With domestic container capacity tight, BNSF has seen a “huge percentage increase” in trailers traveling via intermodal as tight trucking capacity pushes more trailers onto rail, William said.
“As domestic container fleets are pretty-well utilized, we are seeing some excess growth coming from our trucking partners,” Williams said.
BNSF Under Pressure
But the shift to more domestic containers and trailer loads has put “isolated pressure” on BNSF’s network this year, Williams said.
Some of that pressure is evident in slowing speeds. BNSF’s average train speed for intermodal fell to a 2018 low of 30.8 miles per hour at the start of September. It has since returned to 32.1 miles per hour.
To be sure, other Western U.S. intermodal carriers such as Union Pacific have also seen intermodal service slow recently. Intermodal’s continued growth will require improving and sustaining train speeds, Williams said.
“We are not happy to see a slight downward trend,” Williams said. “We are proud to have good network velocity.”

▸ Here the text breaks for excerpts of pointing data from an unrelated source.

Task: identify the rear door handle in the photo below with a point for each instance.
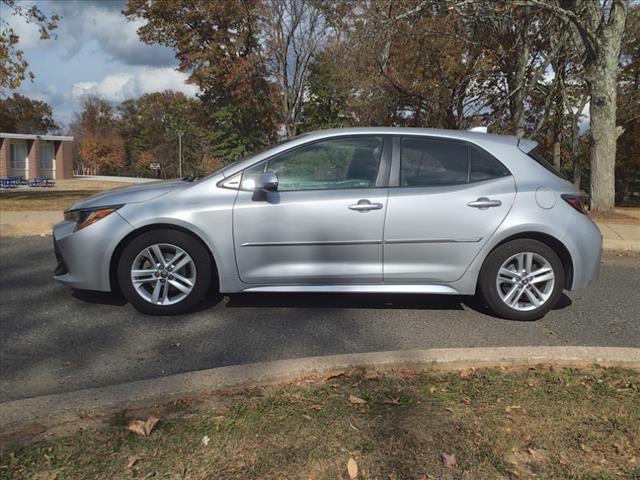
(483, 203)
(365, 205)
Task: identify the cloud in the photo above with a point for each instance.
(121, 86)
(101, 21)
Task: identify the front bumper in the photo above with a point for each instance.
(84, 257)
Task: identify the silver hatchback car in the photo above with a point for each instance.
(373, 210)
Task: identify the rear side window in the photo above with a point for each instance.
(534, 154)
(426, 162)
(432, 163)
(484, 166)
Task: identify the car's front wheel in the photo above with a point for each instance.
(164, 272)
(522, 279)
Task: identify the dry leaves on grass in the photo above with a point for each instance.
(143, 427)
(357, 400)
(449, 459)
(132, 460)
(352, 468)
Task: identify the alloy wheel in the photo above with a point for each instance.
(163, 274)
(525, 281)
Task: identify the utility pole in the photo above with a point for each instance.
(180, 132)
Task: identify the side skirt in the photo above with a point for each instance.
(354, 288)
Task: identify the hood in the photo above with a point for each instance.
(133, 194)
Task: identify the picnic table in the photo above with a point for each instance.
(41, 182)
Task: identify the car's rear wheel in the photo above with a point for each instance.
(522, 279)
(164, 272)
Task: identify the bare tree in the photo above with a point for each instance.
(600, 25)
(295, 31)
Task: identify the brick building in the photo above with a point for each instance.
(31, 156)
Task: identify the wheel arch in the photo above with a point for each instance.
(552, 242)
(117, 253)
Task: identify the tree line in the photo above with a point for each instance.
(272, 69)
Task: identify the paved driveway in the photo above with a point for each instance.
(53, 340)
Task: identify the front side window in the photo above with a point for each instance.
(339, 163)
(432, 163)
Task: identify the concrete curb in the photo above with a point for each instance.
(67, 407)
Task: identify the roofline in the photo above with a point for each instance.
(27, 136)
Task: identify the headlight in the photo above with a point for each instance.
(85, 217)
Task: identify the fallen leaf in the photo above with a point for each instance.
(352, 468)
(449, 459)
(132, 460)
(34, 429)
(143, 428)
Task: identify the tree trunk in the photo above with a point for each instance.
(602, 85)
(556, 153)
(601, 76)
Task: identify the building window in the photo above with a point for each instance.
(47, 155)
(18, 154)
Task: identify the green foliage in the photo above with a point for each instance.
(326, 106)
(151, 126)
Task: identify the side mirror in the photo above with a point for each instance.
(266, 182)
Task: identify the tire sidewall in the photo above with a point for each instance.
(488, 275)
(194, 249)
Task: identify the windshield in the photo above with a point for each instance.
(251, 155)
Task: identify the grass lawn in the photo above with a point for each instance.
(63, 195)
(486, 423)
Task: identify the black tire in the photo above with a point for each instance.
(488, 289)
(197, 252)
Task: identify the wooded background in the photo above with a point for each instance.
(564, 73)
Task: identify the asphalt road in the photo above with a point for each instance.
(53, 340)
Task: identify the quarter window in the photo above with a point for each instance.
(426, 162)
(432, 163)
(484, 166)
(326, 165)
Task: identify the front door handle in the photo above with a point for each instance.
(365, 206)
(483, 203)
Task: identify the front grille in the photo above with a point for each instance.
(61, 267)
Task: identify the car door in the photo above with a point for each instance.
(449, 198)
(324, 223)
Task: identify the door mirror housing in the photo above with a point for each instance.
(266, 182)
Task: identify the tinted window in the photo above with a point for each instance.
(331, 164)
(484, 166)
(542, 161)
(432, 163)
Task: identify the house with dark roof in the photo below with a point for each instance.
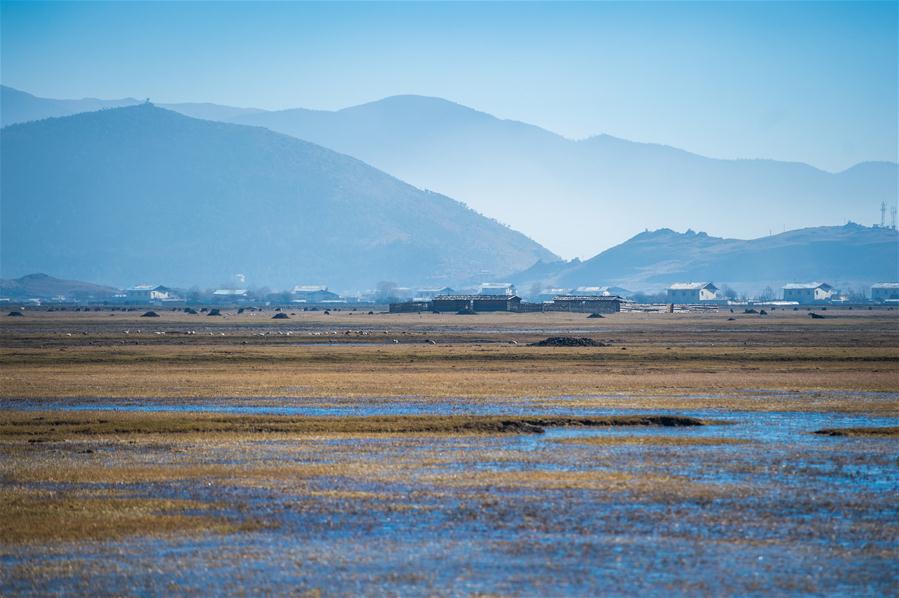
(808, 292)
(692, 292)
(599, 304)
(885, 291)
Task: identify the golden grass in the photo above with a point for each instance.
(40, 516)
(649, 354)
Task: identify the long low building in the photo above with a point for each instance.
(457, 303)
(475, 303)
(585, 304)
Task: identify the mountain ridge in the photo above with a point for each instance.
(135, 193)
(845, 255)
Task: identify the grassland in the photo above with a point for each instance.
(651, 358)
(430, 502)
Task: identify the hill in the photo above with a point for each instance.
(19, 106)
(580, 197)
(145, 194)
(42, 286)
(847, 256)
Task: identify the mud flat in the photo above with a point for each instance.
(183, 463)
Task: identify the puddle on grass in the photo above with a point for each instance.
(787, 512)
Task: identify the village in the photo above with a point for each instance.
(487, 297)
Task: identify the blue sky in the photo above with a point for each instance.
(812, 82)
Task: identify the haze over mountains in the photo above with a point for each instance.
(575, 197)
(846, 256)
(580, 197)
(142, 194)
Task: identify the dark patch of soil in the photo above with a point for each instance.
(892, 431)
(568, 341)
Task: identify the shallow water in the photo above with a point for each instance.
(787, 512)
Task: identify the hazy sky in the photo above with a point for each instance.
(811, 82)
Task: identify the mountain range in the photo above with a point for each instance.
(143, 194)
(580, 197)
(845, 256)
(576, 197)
(44, 286)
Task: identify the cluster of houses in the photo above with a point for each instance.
(492, 297)
(149, 294)
(802, 293)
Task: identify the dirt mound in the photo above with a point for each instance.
(568, 341)
(889, 431)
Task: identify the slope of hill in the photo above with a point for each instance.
(42, 286)
(847, 255)
(18, 106)
(145, 194)
(580, 197)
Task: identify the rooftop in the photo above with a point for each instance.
(690, 286)
(806, 285)
(587, 298)
(475, 297)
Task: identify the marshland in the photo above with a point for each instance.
(402, 453)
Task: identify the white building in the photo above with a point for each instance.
(808, 292)
(692, 292)
(229, 295)
(422, 295)
(497, 288)
(591, 292)
(885, 291)
(146, 293)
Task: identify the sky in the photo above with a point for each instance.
(807, 81)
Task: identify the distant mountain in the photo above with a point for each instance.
(42, 286)
(18, 106)
(209, 111)
(580, 197)
(145, 194)
(848, 256)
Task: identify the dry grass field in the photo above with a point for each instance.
(409, 454)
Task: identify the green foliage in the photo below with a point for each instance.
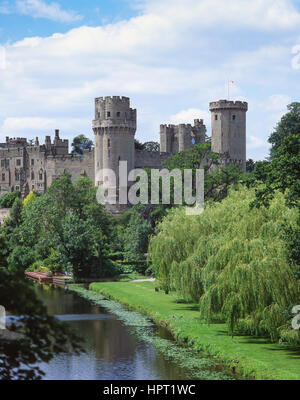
(81, 143)
(7, 200)
(21, 258)
(250, 164)
(29, 199)
(280, 174)
(288, 125)
(234, 262)
(135, 236)
(258, 358)
(39, 336)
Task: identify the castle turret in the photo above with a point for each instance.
(228, 122)
(114, 128)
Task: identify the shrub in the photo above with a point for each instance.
(232, 260)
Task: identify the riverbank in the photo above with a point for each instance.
(250, 356)
(187, 362)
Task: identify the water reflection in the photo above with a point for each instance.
(112, 350)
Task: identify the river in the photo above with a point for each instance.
(113, 351)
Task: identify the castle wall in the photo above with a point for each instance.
(150, 159)
(175, 138)
(76, 165)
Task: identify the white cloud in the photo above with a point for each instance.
(40, 9)
(278, 102)
(5, 8)
(176, 55)
(232, 14)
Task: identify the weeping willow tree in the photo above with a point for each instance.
(233, 261)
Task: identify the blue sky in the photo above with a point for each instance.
(171, 57)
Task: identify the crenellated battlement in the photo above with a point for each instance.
(175, 138)
(227, 104)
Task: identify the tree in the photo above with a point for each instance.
(81, 143)
(283, 173)
(84, 247)
(289, 124)
(136, 235)
(36, 338)
(233, 263)
(138, 145)
(7, 200)
(250, 165)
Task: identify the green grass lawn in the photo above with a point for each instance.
(256, 356)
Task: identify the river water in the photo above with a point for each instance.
(112, 350)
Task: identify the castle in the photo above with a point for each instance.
(26, 167)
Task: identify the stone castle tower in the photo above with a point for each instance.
(114, 128)
(175, 138)
(228, 123)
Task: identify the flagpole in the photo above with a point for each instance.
(228, 91)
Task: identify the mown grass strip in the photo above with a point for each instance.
(256, 356)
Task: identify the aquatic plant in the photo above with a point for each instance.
(233, 261)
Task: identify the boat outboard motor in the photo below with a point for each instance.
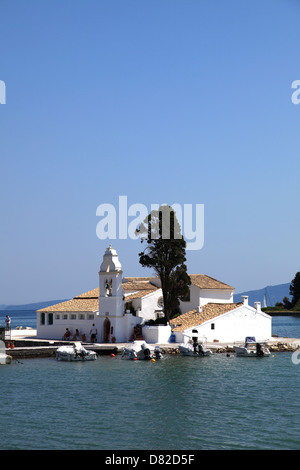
(259, 351)
(157, 353)
(147, 354)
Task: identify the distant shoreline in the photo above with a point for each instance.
(282, 313)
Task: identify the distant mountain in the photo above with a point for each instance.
(273, 294)
(34, 306)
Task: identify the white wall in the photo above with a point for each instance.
(81, 320)
(236, 325)
(157, 333)
(216, 295)
(193, 302)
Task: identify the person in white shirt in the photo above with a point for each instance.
(93, 333)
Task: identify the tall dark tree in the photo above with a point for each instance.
(165, 253)
(295, 289)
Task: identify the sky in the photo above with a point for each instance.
(161, 101)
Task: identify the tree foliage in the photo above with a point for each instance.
(165, 253)
(295, 289)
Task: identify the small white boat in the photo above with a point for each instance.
(141, 350)
(252, 348)
(75, 352)
(4, 358)
(194, 346)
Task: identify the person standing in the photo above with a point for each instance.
(7, 322)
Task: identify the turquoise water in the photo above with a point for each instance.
(179, 403)
(282, 326)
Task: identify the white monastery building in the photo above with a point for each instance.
(120, 308)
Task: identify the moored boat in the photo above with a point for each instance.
(195, 346)
(75, 352)
(139, 349)
(4, 358)
(252, 348)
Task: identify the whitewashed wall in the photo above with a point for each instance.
(157, 333)
(62, 320)
(236, 325)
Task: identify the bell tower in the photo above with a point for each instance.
(111, 304)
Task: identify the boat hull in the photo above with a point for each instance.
(251, 352)
(75, 353)
(186, 351)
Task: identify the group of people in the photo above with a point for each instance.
(7, 322)
(76, 336)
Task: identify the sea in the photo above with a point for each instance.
(175, 404)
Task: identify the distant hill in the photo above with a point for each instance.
(34, 306)
(273, 294)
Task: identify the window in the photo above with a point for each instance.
(187, 298)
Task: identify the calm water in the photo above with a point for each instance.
(177, 403)
(282, 326)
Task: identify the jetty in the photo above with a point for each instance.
(29, 346)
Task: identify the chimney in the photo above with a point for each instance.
(257, 305)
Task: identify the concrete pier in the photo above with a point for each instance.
(32, 347)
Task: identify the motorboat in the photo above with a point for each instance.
(252, 348)
(194, 346)
(4, 358)
(139, 349)
(75, 352)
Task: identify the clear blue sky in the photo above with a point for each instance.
(164, 101)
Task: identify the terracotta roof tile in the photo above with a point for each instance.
(194, 318)
(206, 282)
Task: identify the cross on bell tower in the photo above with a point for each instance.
(111, 304)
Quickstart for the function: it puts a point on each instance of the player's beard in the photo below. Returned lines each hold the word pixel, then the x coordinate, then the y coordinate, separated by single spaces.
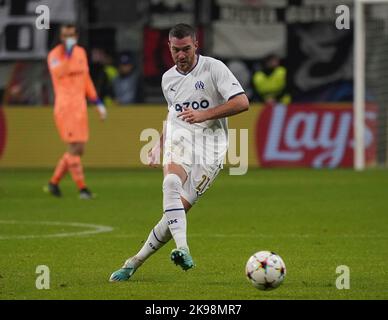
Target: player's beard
pixel 185 65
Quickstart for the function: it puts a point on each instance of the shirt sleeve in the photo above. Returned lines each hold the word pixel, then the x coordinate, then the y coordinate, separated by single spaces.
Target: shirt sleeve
pixel 164 90
pixel 90 89
pixel 58 67
pixel 226 83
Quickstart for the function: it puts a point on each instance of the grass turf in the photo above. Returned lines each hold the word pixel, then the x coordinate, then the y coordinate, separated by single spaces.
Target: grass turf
pixel 316 220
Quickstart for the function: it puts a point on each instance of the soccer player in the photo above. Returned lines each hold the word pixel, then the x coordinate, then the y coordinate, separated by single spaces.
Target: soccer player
pixel 201 92
pixel 68 65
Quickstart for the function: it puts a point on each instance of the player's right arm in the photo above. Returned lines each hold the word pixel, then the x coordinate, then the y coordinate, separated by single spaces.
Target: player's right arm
pixel 58 67
pixel 154 153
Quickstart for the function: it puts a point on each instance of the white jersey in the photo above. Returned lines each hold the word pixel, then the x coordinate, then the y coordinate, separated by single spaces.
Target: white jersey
pixel 209 84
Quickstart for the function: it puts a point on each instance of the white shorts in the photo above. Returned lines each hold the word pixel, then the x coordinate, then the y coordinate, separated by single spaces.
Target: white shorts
pixel 199 179
pixel 199 176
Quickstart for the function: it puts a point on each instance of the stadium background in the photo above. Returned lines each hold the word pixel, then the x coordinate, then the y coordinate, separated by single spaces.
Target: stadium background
pixel 317 55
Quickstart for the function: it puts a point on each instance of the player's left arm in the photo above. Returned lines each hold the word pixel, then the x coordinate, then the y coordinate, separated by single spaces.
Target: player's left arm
pixel 91 94
pixel 235 105
pixel 229 88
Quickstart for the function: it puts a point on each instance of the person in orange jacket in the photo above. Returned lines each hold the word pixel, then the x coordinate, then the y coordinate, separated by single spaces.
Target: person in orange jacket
pixel 68 66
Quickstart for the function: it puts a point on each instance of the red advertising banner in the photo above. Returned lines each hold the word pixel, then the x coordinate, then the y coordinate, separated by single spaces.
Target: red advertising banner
pixel 3 131
pixel 311 135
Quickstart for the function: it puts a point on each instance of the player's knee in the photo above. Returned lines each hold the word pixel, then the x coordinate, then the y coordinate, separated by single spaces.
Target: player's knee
pixel 171 183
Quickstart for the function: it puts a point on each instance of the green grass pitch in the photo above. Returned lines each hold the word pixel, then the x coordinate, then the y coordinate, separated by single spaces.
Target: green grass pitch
pixel 315 220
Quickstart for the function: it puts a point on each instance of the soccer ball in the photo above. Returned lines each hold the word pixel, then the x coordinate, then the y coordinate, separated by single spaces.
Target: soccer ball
pixel 266 270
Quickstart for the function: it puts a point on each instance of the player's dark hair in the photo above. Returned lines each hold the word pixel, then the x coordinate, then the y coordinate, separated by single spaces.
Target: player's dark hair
pixel 182 30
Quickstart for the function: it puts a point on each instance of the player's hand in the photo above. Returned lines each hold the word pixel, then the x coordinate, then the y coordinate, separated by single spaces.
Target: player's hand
pixel 154 156
pixel 193 116
pixel 102 111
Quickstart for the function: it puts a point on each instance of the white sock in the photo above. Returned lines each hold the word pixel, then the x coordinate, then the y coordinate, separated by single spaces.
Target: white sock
pixel 157 238
pixel 174 210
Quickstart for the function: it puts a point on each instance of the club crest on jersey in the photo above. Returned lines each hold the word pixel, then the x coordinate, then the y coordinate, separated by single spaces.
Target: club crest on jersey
pixel 199 85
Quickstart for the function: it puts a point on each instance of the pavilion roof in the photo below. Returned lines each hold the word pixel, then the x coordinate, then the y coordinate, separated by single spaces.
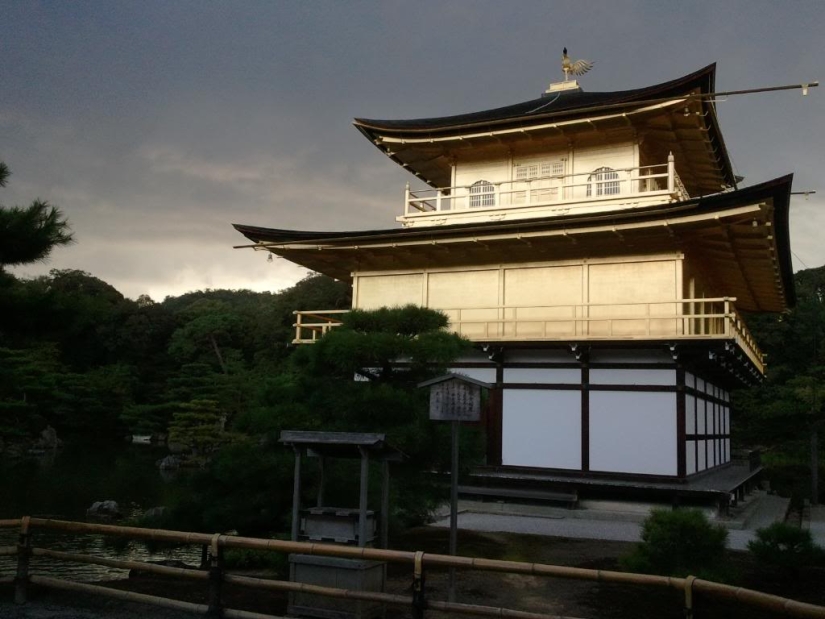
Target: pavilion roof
pixel 741 237
pixel 684 125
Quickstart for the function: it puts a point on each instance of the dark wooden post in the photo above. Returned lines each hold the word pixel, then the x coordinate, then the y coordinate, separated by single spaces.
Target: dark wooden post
pixel 296 495
pixel 215 577
pixel 385 504
pixel 419 601
pixel 322 479
pixel 362 506
pixel 24 551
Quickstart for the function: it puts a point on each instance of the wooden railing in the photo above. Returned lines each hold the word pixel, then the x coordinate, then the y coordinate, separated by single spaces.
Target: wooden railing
pixel 418 600
pixel 682 319
pixel 654 181
pixel 312 325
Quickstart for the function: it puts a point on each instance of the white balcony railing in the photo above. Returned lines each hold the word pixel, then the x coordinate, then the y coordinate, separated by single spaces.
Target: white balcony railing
pixel 684 319
pixel 604 186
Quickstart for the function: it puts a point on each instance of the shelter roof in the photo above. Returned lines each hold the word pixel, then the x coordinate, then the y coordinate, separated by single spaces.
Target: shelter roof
pixel 426 146
pixel 342 444
pixel 741 237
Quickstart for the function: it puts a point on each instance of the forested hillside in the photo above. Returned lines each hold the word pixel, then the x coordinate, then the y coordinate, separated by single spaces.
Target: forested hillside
pixel 76 355
pixel 782 415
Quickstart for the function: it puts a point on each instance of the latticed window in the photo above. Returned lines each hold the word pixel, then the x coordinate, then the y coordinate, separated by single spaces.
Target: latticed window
pixel 603 182
pixel 482 194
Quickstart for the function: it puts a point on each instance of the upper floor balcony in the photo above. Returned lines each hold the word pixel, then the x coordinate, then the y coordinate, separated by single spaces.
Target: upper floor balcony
pixel 534 195
pixel 671 321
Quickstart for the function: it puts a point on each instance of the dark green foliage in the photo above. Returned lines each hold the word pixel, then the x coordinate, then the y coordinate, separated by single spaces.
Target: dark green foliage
pixel 28 234
pixel 373 343
pixel 786 546
pixel 247 487
pixel 780 415
pixel 679 543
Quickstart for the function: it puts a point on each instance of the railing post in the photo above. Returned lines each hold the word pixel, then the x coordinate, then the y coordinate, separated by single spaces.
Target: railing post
pixel 419 601
pixel 689 597
pixel 215 576
pixel 727 318
pixel 24 551
pixel 297 325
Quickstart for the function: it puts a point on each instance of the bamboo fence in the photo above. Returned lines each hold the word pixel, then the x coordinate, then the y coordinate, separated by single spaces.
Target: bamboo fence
pixel 215 576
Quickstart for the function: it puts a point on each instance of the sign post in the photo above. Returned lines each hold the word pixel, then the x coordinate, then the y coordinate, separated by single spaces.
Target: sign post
pixel 454 398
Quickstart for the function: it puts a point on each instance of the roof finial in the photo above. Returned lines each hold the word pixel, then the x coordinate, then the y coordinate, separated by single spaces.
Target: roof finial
pixel 579 67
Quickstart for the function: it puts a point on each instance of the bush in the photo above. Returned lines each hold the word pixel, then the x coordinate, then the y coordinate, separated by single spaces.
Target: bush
pixel 678 543
pixel 786 546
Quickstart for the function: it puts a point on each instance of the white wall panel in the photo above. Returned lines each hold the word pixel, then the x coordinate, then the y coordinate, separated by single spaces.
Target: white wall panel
pixel 690 457
pixel 633 432
pixel 541 428
pixel 632 377
pixel 547 376
pixel 690 416
pixel 376 291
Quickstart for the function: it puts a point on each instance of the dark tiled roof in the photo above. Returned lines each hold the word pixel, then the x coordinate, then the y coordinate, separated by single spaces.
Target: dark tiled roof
pixel 777 190
pixel 564 104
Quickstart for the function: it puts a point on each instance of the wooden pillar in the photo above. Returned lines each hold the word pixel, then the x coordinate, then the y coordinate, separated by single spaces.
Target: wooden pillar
pixel 385 504
pixel 24 550
pixel 215 577
pixel 585 416
pixel 322 479
pixel 362 506
pixel 296 495
pixel 681 423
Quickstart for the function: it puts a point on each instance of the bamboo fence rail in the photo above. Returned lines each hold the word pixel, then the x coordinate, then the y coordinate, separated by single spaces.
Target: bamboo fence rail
pixel 418 560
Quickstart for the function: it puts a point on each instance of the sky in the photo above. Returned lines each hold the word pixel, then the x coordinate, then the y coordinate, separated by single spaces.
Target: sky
pixel 156 124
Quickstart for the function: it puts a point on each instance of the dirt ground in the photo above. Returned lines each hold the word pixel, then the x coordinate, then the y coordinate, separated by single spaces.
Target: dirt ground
pixel 568 598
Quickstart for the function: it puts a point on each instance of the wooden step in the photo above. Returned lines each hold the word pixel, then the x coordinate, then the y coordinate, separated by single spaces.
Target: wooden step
pixel 568 498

Improving Network Velocity
BNSF aims to improve network velocity through $500 million in capital projects this year. It is adding track capacity at its Gallup, N.M., and Amarillo, Texas, subdivisions, which will allow higher speed intermodal trains to bypass other trains. It also expects to finish up a quadruple track project at its San Bernardino, Calif., center by October.
Included in that amount, BNSF is spending $90 million to add parking and lift equipment to its Alliance intermodal facility near Dallas-Fort Worth, new production track at its Hobart yard in Los Angeles and new track in Stockton, Calif.
BNSF is also testing automated straddle carriers from Finland’s Kalmar at its Kansas City intermodal yard for moving containers. The automated straddle carriers could be in place this year.
“We are positioning for growth and improving network velocity,” Williams said.
As for drayage capacity, Williams said the demographic issue of an aging trucker workforce could impact intermodal. The upshot is that BNSF is working through how to improve turnaround times at its ramps to free up capacity.
Williams said 40,000 drivers are now using its RailPASS app, which automates the process of entering a BNSF facility. Further out, Williams said BNSF is looking at systems that can notify BNSF in advance of a truck’s arrival who the driver is, then automatically transfer that information to the railroad.
“Drayage is a very import ant leg of intermodal capacity,” Williams said. “We need to have right drayage capacity with our intermodal partners.